To be most successful in a digitally focused world, IT organizations need an application foundation that meets current needs while preparing them for future modernization and change. Red Hat OpenShift is a unified, enterprise-ready platform for application modernization and cloud-native innovation. Powered by containers, Kubernetes, and DevSecOps capabilities, it provides a foundation for rapidly building, deploying, running, and managing both existing and new applications at scale and with security across hybrid, multicloud, and edge environments.

With Red Hat OpenShift Service on AWS i.e ROSA, you get the same consistent and flexible enterprise Kubernetes experience of OpenShift, but managed for you by a team of global SRE experts. You’re able to use the cloud the way it was meant to be used, on demand and with the flexibility to scale and collaborate as you need, when you need, and where you need.

In this solution pattern, we will look at how we can modernize Virtual Machines workloads using Red Hat OpenShift Virtualization on ROSA.

3. The Solution

This solution pattern describes an architectural solution demonstrating how you can modernize your Virtual Machines workloads by running those in Red Hat OpenShift Service on AWS i.e.

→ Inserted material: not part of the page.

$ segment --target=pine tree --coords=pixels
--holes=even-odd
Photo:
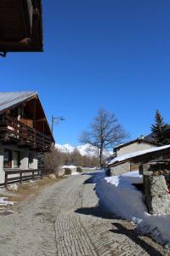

ROSA. In this solution, we will look at these main features of OpenShift Virtualization:

  • Virtual Machine Management:

    • Virtual Machine Management by Template:

      Red Hat OpenShift Virtualization provides a catalog of preconfigured templates to create a virtual machine and its resources. Templates are available for different versions of RHEL, CentOs, Fedora etc. Red Hat provides virtual machine templates that are preconfigured with the operating system image, default settings for the operating system, workload type, CPU and memory resources.

      You can also create custom templates to provision VMs in Red Hat OpenShift Virtualization. You can configure different parameters for the templates such as the boot source, workload type, CPU, memory, storage, network interfaces and post installation tasks.

    • Virtual Machine Management by InstanceType

      OpenShift Virtualization includes a set of pre-defined instance types called common-instancetypes. Some are specialized for specific workloads and others are workload-agnostic. These instance type resources are named according to their series, version, and size. The size value follows the . delimiter and ranges from nano to 8xlarge.

    • Virtual Machine Lifecycle Management (GitOps)

      With OpenShift GitOps, it is easy to declaratively manage applications, even operators from Git repositories. With OpenShift Virtualization and OpenShift GitOps together, you can now bring your virtual machine infrastructure into the GitOps model and define VMs as code.

  • Storage Management:

    Red Hat OpenShift Virtualization provides several mechanisms to manage the VM disks. Most of these mechanisms rely on PVCs. A VM disk uses a PV that contains a disk image. For example, the root disk of a VM uses a PV that stores the operating system disk image.

    • With PVC in Block mode, OpenShift Virtualization transfers the disk image into the volume. The VM disk uses the volume as its back-end device.

    • With PVC in Filesystem mode, OpenShift Virtualization creates a disk.img file at the root of the PV file system and then copies the disk image into the file. The VM disk uses the disk.img as its back-end device.

      OpenShift Virtualization introduces new resource types to help create the PVC with optimal parameters for VM disks and copying the disk image into the resulting PV:

    • Storage profile: For each storage class, a storage profile resource gives default values that are optimized for VM disks. Storage profiles are cluster-wide resources.

    • Data volume: A data volume resource describes a VM disk. It groups the PVC definition and the details of the disk image to inject into the VM. Data volumes are namespace-scoped resources.